A proposta já havia sido aprovada pela Câmara e foi avalizada pelo Senado em votação simbólica.

Imposto federal poderá deixar de ser cobrado

A MP nº 1.357/2026 autoriza o Ministério da Fazenda a reduzir a zero a alíquota do Imposto de Importação incidente sobre remessas de até US$ 50.

Pela sistemática anterior, havia cobrança mínima de 20% nessa faixa.

Entretanto, o consumidor precisa observar uma distinção importante: o ICMS continua sendo cobrado, porque é um tributo estadual e não foi eliminado pela medida.

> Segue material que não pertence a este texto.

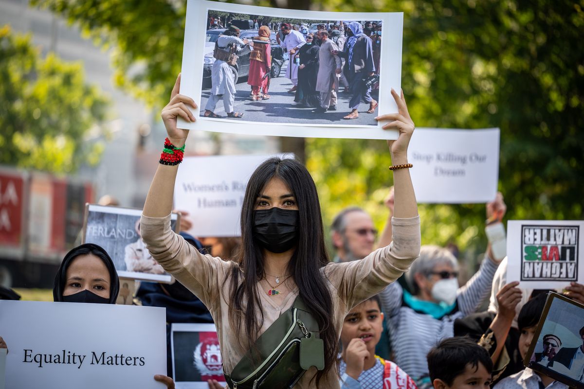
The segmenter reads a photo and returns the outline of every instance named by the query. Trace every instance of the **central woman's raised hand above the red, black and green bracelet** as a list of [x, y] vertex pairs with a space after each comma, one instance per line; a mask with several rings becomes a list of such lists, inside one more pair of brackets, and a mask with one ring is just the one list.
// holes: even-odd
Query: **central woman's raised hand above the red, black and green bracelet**
[[180, 74], [176, 78], [175, 86], [172, 88], [171, 101], [166, 104], [166, 107], [162, 108], [161, 112], [168, 139], [176, 147], [182, 147], [185, 144], [187, 135], [189, 135], [189, 130], [176, 128], [176, 118], [180, 116], [188, 122], [197, 120], [189, 110], [189, 107], [187, 107], [188, 105], [196, 109], [197, 104], [190, 97], [179, 94], [179, 89]]

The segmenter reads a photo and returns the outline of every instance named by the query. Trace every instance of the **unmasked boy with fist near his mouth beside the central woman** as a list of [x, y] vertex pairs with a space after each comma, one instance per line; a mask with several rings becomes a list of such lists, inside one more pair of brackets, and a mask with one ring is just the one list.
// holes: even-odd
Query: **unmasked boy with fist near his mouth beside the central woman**
[[377, 296], [365, 300], [347, 314], [340, 332], [341, 389], [417, 389], [404, 370], [375, 355], [382, 331], [383, 313]]

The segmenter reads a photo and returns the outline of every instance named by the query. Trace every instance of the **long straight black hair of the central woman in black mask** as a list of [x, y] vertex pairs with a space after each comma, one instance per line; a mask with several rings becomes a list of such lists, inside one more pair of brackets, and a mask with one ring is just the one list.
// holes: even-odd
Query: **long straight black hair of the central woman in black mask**
[[[245, 327], [246, 339], [253, 343], [258, 338], [263, 325], [257, 284], [263, 278], [262, 247], [253, 240], [253, 217], [256, 199], [272, 178], [280, 178], [288, 185], [298, 205], [298, 245], [288, 262], [287, 272], [298, 286], [312, 316], [317, 320], [324, 341], [325, 369], [316, 375], [317, 385], [333, 367], [338, 353], [338, 336], [333, 324], [331, 292], [326, 286], [321, 268], [328, 264], [321, 207], [317, 188], [300, 162], [294, 159], [270, 158], [260, 164], [249, 178], [241, 209], [242, 247], [238, 267], [231, 272], [231, 304], [229, 320], [232, 327], [240, 332]], [[242, 282], [239, 278], [242, 277]], [[256, 310], [259, 308], [259, 320]]]

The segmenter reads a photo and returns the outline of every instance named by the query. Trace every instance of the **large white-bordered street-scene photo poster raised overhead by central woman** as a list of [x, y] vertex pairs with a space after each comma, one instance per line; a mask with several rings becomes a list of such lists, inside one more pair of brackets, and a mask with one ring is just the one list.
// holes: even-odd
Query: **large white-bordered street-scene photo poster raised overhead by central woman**
[[350, 13], [187, 0], [180, 93], [185, 129], [397, 139], [402, 12]]

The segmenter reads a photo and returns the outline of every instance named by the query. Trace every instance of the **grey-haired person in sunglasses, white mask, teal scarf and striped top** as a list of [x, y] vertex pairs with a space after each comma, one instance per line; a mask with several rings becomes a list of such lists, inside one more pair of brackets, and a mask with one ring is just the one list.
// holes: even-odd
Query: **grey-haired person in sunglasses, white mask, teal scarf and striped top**
[[[505, 212], [502, 196], [498, 195], [487, 209], [487, 213], [499, 211], [502, 218]], [[446, 248], [422, 246], [420, 257], [406, 274], [411, 293], [398, 282], [380, 293], [394, 362], [418, 384], [429, 382], [426, 355], [430, 349], [442, 339], [453, 337], [454, 320], [475, 312], [491, 292], [499, 265], [492, 258], [489, 247], [479, 270], [459, 286], [456, 257]]]

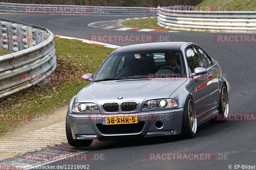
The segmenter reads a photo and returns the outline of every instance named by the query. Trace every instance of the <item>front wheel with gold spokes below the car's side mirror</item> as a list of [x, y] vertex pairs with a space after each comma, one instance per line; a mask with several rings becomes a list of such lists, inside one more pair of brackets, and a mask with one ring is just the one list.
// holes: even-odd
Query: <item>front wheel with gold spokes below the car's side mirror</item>
[[182, 120], [182, 137], [192, 138], [196, 136], [197, 129], [197, 118], [196, 118], [196, 107], [194, 100], [191, 96], [188, 97], [183, 113]]

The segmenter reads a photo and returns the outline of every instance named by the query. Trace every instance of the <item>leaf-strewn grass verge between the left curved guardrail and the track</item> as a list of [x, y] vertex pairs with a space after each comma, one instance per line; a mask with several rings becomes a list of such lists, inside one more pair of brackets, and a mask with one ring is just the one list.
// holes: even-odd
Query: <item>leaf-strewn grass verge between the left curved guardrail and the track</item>
[[[75, 75], [76, 79], [50, 81], [43, 86], [35, 86], [23, 95], [9, 97], [1, 102], [0, 114], [44, 115], [68, 106], [69, 100], [88, 82], [82, 81], [85, 73], [94, 74], [105, 58], [114, 50], [77, 40], [56, 38], [57, 68], [55, 74]], [[0, 51], [0, 55], [5, 52]], [[1, 118], [1, 117], [0, 117]], [[25, 121], [0, 121], [0, 136]]]

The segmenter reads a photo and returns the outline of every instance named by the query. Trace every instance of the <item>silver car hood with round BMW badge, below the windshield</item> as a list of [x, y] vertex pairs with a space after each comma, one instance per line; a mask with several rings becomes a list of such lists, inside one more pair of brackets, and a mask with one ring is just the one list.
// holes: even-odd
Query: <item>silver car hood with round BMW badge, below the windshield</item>
[[[112, 101], [145, 102], [151, 99], [169, 98], [187, 78], [178, 80], [113, 80], [91, 83], [77, 95], [77, 102], [91, 102], [101, 105]], [[122, 100], [118, 100], [123, 96]]]

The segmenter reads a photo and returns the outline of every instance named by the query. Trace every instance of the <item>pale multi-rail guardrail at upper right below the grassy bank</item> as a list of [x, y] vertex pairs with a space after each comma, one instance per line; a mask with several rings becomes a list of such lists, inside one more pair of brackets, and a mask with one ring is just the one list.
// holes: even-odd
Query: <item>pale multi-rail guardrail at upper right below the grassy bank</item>
[[172, 30], [256, 32], [256, 11], [183, 11], [158, 7], [158, 25]]

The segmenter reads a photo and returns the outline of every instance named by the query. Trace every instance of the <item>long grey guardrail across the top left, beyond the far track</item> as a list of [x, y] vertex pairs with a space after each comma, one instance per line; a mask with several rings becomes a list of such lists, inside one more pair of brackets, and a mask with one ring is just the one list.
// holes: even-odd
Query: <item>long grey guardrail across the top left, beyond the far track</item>
[[[154, 7], [108, 7], [0, 3], [1, 12], [156, 16]], [[151, 11], [150, 11], [151, 10]]]

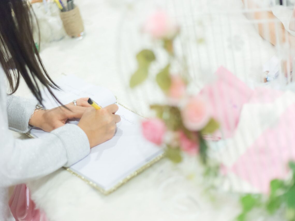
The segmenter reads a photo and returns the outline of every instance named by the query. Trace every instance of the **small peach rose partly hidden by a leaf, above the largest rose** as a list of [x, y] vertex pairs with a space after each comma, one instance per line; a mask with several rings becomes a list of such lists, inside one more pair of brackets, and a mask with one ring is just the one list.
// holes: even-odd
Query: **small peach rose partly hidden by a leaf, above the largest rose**
[[171, 75], [171, 86], [168, 91], [170, 103], [177, 104], [186, 92], [186, 84], [179, 75]]

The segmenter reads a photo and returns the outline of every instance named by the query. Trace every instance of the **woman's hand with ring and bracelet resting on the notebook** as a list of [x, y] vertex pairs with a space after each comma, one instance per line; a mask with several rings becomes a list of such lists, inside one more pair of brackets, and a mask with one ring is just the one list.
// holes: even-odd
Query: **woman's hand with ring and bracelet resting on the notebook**
[[80, 98], [76, 101], [77, 106], [73, 102], [60, 106], [57, 108], [49, 110], [38, 110], [34, 112], [34, 115], [29, 121], [29, 124], [35, 127], [41, 128], [43, 131], [53, 131], [59, 128], [65, 123], [73, 118], [80, 119], [86, 110], [86, 108], [91, 107], [87, 102], [89, 98]]

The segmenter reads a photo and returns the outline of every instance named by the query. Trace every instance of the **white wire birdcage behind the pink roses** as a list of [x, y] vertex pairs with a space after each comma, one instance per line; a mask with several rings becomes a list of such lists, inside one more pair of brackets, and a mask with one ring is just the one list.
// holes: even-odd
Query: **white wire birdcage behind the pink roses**
[[[143, 48], [153, 48], [159, 58], [152, 70], [163, 67], [167, 58], [140, 29], [151, 11], [157, 8], [168, 11], [181, 27], [175, 50], [179, 61], [188, 66], [191, 93], [198, 93], [216, 80], [214, 73], [219, 67], [231, 72], [255, 93], [251, 94], [252, 100], [241, 106], [237, 125], [229, 123], [232, 135], [221, 133], [219, 141], [209, 141], [210, 156], [227, 168], [226, 179], [220, 185], [223, 189], [264, 193], [268, 192], [271, 179], [287, 178], [288, 161], [295, 159], [292, 146], [295, 120], [291, 115], [295, 104], [294, 32], [289, 30], [294, 4], [286, 0], [282, 5], [279, 1], [244, 1], [167, 0], [128, 4], [118, 27], [118, 71], [122, 82], [128, 85], [136, 67], [135, 55]], [[163, 100], [161, 91], [152, 83], [146, 82], [135, 90], [126, 87], [125, 103], [143, 115], [149, 113], [150, 103]], [[241, 85], [232, 87], [239, 91]], [[227, 93], [230, 93], [227, 88], [222, 95], [218, 88], [213, 93], [220, 115], [224, 114], [224, 98], [231, 97], [233, 102], [244, 99], [240, 98], [242, 94]], [[232, 115], [230, 109], [225, 111], [227, 116]]]

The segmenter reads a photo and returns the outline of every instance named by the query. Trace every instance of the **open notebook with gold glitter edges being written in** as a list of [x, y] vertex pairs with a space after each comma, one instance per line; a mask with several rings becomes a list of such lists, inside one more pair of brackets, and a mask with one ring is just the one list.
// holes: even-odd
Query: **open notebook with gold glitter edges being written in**
[[[82, 97], [91, 97], [102, 107], [116, 103], [115, 96], [108, 89], [86, 84], [74, 76], [63, 77], [58, 85], [63, 92], [54, 93], [65, 104]], [[58, 106], [46, 91], [44, 98], [47, 109]], [[121, 122], [117, 124], [115, 136], [92, 148], [88, 156], [67, 169], [104, 194], [113, 192], [163, 157], [163, 149], [142, 136], [140, 120], [143, 118], [118, 105], [117, 114], [121, 116]], [[68, 123], [78, 124], [78, 121]], [[29, 131], [29, 135], [38, 138], [46, 134], [47, 132], [35, 127]]]

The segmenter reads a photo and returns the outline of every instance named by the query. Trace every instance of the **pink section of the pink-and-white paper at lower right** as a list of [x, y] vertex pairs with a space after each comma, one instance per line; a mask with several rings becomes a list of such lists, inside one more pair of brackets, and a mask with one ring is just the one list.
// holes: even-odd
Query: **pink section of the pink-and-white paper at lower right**
[[282, 114], [277, 125], [264, 131], [235, 164], [223, 171], [231, 171], [260, 192], [268, 193], [271, 180], [285, 179], [288, 162], [295, 159], [294, 113], [295, 104]]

Portanto, o fim da cobrança federal não significa que uma compra internacional de até US$ 50 ficará necessariamente livre de tributação.

Compras maiores também poderão ter imposto reduzido

A proposta estabelece mudanças também para encomendas acima de US$ 50 e até US$ 3 mil.

Nessa faixa, a alíquota federal poderá ser reduzida para até 30%, enquanto a legislação anterior admitia cobrança de até 60%.

O percentual poderá variar de acordo com fatores como a modalidade de transporte e a participação da plataforma no programa de conformidade da Receita Federal.

Dólar poderá ser calculado no momento da compra

Uma das alterações aprovadas pelo Congresso envolve o câmbio utilizado para calcular os tributos.

Nas compras realizadas por plataformas habilitadas no Programa Remessa Conforme, poderá ser considerada a cotação do dólar vigente no momento da compra.

A mudança busca conferir maior previsibilidade ao consumidor, evitando que oscilações cambiais entre o pagamento e a chegada da encomenda alterem significativamente o valor tributário.

Governo poderá limitar frequência das compras

O novo modelo também abre espaço para que o Poder Executivo estabeleça limites relacionados à quantidade e à frequência das encomendas beneficiadas pela redução tributária.

A intenção é impedir que operações comerciais sejam artificialmente divididas em diversos pacotes para enquadramento na faixa de menor tributação.

Também poderá haver restrições para compras destinadas à revenda.

Medicamentos terão isenção específica

O Congresso acrescentou ainda uma regra voltada à importação de medicamentos.

Produtos sem similar produzido no Brasil destinados ao tratamento de doenças raras ou negligenciadas poderão ter isenção do Imposto de Importação quando adquiridos por pessoas físicas para uso próprio, sem limite de valor.

Para que o benefício seja aplicado, caberá à Anvisa reconhecer que não existe similar nacional.

Próximo passo é a sanção presidencial

Com a aprovação nas duas Casas do Congresso, o texto segue agora para sanção presidencial.

Caso seja sancionado, o novo modelo poderá alterar significativamente a relação dos consumidores brasileiros com as plataformas internacionais, ao mesmo tempo em que mantém a discussão sobre concorrência entre varejo nacional e comércio eletrônico estrangeiro, arrecadação tributária e proteção da indústria brasileira.

A mudança também deverá continuar sendo acompanhada pelo setor produtivo, que já demonstrou preocupação com os efeitos da redução da tributação sobre produtos importados.